Foreign Minister's personal notes, file 3416-7721-8923, Avantador Historical Archive
In discussions outside my field of expertise - most notably, in matters of starship design, of which I know little more than what I am told by the admirals of the fleet - I came across an incomplete reference at least two years old to an
unknown ship design: Something produced just once by our tailless, featherless enemies. Not knowing how their so-called Dreadnought was built, we tried to meet it with an enormous fleet, suited to almost any possibility. Even so, I am told that the right combination of armament and defensive systems could have nullified our attack on the world it protected - should it choose to engage us there. This it did last year, living up to its name, as unlike virtually every other enemy starfleet we encountered, it did not dread the encounter sufficiently to immediately flee. And indeed its defenses were formidable. The data scan captured by our Chameleon scanners, inset in this post-battle report, was taken
after hitting it with a full volley of their phasers.

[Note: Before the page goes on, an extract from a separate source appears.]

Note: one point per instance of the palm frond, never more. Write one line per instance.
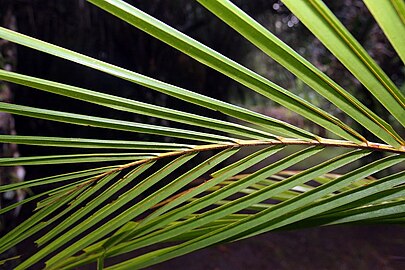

As you can see, we would have needed many more Chameleons - nearly a hundred, most likely - to destroy it instantly, and it would certainly have won
this battle had it been equiped with a repulsor beam: In spite of mounting a bunch of scatter-pack five-racks, such as those we once put aboard cruisers, well over a century ago, meant to mostly to conceal the fact that at the time we had no real combat fleet, this monster
also has anti-matter bombs in meaningful numbers
and large banks of phasers - more than we had in the battle ourselves by almost a factor of two! Admittedly, ours were better directed, aboard ships that were far harder to hit, so that if we had just perhaps
twice as many Chameleons, they could likely have won the battle alone after severe attrition, and still cost no more than say two or three of our Beamer cruisers, but the Dreadnought was certainly the most dangerous single enemy ship we had ever seen. Sadly for its crew however, since it
had no repulsor beam, and we had not two or three but
thirty-three Beamers on-hand, the Dreadnought was blasted to pieces before it could fire a single phaser. This illustrates, so our fleet admirals tell me, the power and the danger of using huge gunships. If you imagine removing all the scatter-pack filler and needlessly expensive jammers, adding a battle scanner and better computer, either replacing the stream projector with something like a repulsor or pulsar or dissipator - that, or building the ship around the projector more effectively or removing it entirely - and filling up the rest of the space with more phasers or other effective weaponry, that thing you'd be imagining would be a devastating weapon - and even as-is, the ship we were facing represented a serious threat as long as it was in play. But the swiftness with which it was
removed - a single starship, capable of defending or attacking only a single planet at a time, with a price tag up in the trillions of credits, and which may face the concentrated fire of an entire enemy fleet - speaks to the danger of relying too much on a battleship.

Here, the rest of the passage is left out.